Qu'est-ce que la vérité ?

À ce mot, Pilate lâche une question restée célèbre : « Qu'est-ce que la vérité ? » Jean 18:38 Puis il sort sans attendre la réponse. La Vérité se tenait devant lui, faite homme, et il s'en détourne pour aller traiter l'affaire. C'est le premier signe de son drame : il pose la bonne question et refuse d'en recevoir la réponse, parce qu'elle l'engagerait. Il a pourtant compris l'essentiel, et il le dit aux accusateurs : il ne trouve en cet homme aucun motif de condamnation.

Le songe et la peur

Le trouble de Pilate ne cesse de croître. Pendant qu'il siège, sa femme lui fait porter un avertissement : « Ne te mêle pas de l'affaire de ce juste, car aujourd'hui j'ai beaucoup souffert en songe à cause de lui. » Matthieu 27:19 Une païenne appelle Jésus « ce juste », et un songe la trouble assez pour qu'elle interrompe un procès.
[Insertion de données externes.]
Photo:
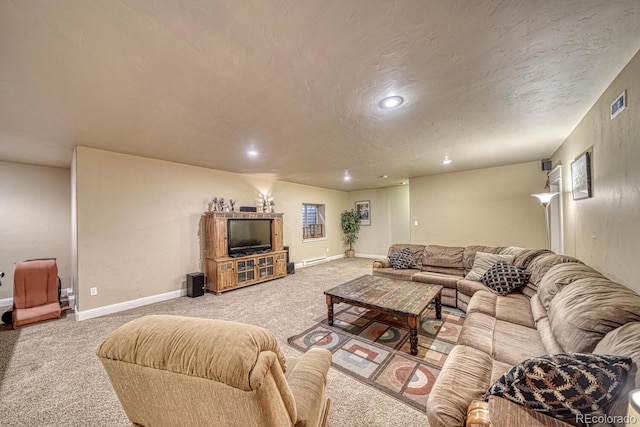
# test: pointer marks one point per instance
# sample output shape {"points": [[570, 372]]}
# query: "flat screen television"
{"points": [[247, 236]]}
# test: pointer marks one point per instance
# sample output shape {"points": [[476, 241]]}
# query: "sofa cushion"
{"points": [[504, 341], [564, 385], [443, 256], [443, 280], [541, 264], [504, 278], [623, 341], [470, 287], [513, 308], [561, 275], [451, 271], [583, 313], [402, 259], [392, 273], [469, 254], [416, 250], [483, 262], [465, 376]]}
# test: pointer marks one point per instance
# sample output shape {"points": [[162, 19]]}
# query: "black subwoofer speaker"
{"points": [[195, 285]]}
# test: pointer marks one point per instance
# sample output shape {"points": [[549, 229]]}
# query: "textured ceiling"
{"points": [[201, 82]]}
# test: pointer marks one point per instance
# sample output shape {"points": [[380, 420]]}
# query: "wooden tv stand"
{"points": [[225, 273]]}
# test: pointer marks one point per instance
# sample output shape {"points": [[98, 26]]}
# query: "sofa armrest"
{"points": [[382, 263], [505, 413], [307, 382]]}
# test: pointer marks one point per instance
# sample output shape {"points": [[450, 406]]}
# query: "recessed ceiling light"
{"points": [[391, 102]]}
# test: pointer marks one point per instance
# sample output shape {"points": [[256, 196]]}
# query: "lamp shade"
{"points": [[544, 197]]}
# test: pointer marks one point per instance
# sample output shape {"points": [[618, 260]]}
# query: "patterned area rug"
{"points": [[374, 348]]}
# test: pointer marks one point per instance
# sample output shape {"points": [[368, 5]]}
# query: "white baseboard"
{"points": [[359, 255], [327, 259], [127, 305]]}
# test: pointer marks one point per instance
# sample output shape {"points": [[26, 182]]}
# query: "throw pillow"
{"points": [[564, 385], [504, 278], [484, 261], [402, 259]]}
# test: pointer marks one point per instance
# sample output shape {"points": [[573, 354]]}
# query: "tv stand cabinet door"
{"points": [[281, 265], [225, 276]]}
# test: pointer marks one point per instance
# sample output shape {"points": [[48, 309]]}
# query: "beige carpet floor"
{"points": [[50, 375]]}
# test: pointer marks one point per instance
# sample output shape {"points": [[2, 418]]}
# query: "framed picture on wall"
{"points": [[581, 177], [365, 212]]}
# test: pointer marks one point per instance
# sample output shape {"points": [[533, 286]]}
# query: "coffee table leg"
{"points": [[413, 334], [330, 310]]}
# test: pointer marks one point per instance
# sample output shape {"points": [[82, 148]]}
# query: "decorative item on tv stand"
{"points": [[350, 223], [243, 248]]}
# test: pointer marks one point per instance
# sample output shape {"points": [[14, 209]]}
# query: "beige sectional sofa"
{"points": [[566, 307]]}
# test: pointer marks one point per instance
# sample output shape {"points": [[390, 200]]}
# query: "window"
{"points": [[312, 221]]}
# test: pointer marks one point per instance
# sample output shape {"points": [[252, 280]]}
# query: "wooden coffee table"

Quand Pilate entend ensuite que l'accusé s'est fait Fils de Dieu, sa crainte redouble : « Quand Pilate entendit cette parole, il eut encore plus de peur. » Jean 19:8 Il revient l'interroger sur son origine, « D'où es-tu ? » Jean 19:9, en homme qui se demande s'il a devant lui plus qu'un homme. Le Christ se tait, et ce silence l'étonne. Ces signes l'avertissent tous d'une même chose : qu'il ne devrait pas condamner ce juste.

Tu n'aurais aucun pouvoir

Devant ce silence, Pilate s'irrite et brandit son autorité : « Ne sais-tu pas que j'ai le pouvoir de te crucifier, et le pouvoir de te relâcher ? » Jean 19:10 La réponse renverse les rangs : « Tu n'aurais sur moi aucun pouvoir, s'il ne t'avait été donné d'en haut ; c'est pourquoi celui qui me livre à toi est coupable d'un plus grand péché. » Jean 19:11 Le juge ne tient son pouvoir que de Dieu, et il n'en dispose pas aussi librement qu'il le croit. L'accusé, lui, reste maître de l'heure : il se livre, nul ne le lui arrache. La faute, enfin, se mesure : celui qui l'a livré pèche davantage, sans que Pilate en soit lavé pour autant.

Contre sa conscience

Tout poussait Pilate à relâcher cet homme : son propre jugement, l'avertissement de sa femme, sa peur. Une menace suffit pourtant à le faire céder : « Si tu relâches cet homme, tu n'es pas l'ami de César. » Jean 19:12 Entre la vérité qu'il a entrevue et sa place auprès de l'empereur, il choisit l'empereur. Il se fait apporter de l'eau et s'en lave les mains, « Je suis innocent de ce sang » Matthieu 27:24, comme si l'on pouvait se laver d'une sentence qu'on prononce soi-même. Son hésitation ne l'excuse pas, elle l'accuse : il ne condamne pas par ignorance, mais contre ce que sa conscience, son épouse et sa propre crainte lui disaient. Et la foule obtient ce qu'elle réclame : « Nous n'avons d'autre roi que César. » Jean 19:15

À la fin, Pilate tient bon sur un seul point, et c'est sur la vérité qu'il avait fuie. Il fait écrire sur la croix le motif de la condamnation : « Jésus de Nazareth, roi des Juifs », en hébreu, en latin et en grec. Le titre humilie les chefs qui lui ont forcé la main : il leur jette leur « roi » cloué à un gibet. Ils réclament qu'on l'adoucisse, qu'on écrive seulement qu'il s'est prétendu roi ; Pilate s'y refuse : « Ce que j'ai écrit, je l'ai écrit. » Jean 19:22 Or pour les humilier, il a dû le proclamer roi : dans les mêmes mots, son insulte énonce ce qu'il avait pressenti sans oser le recevoir. Et Dieu s'en sert : celui qui demandait ce qu'est la vérité proclame, aux trois langues du monde connu, que le condamné est roi.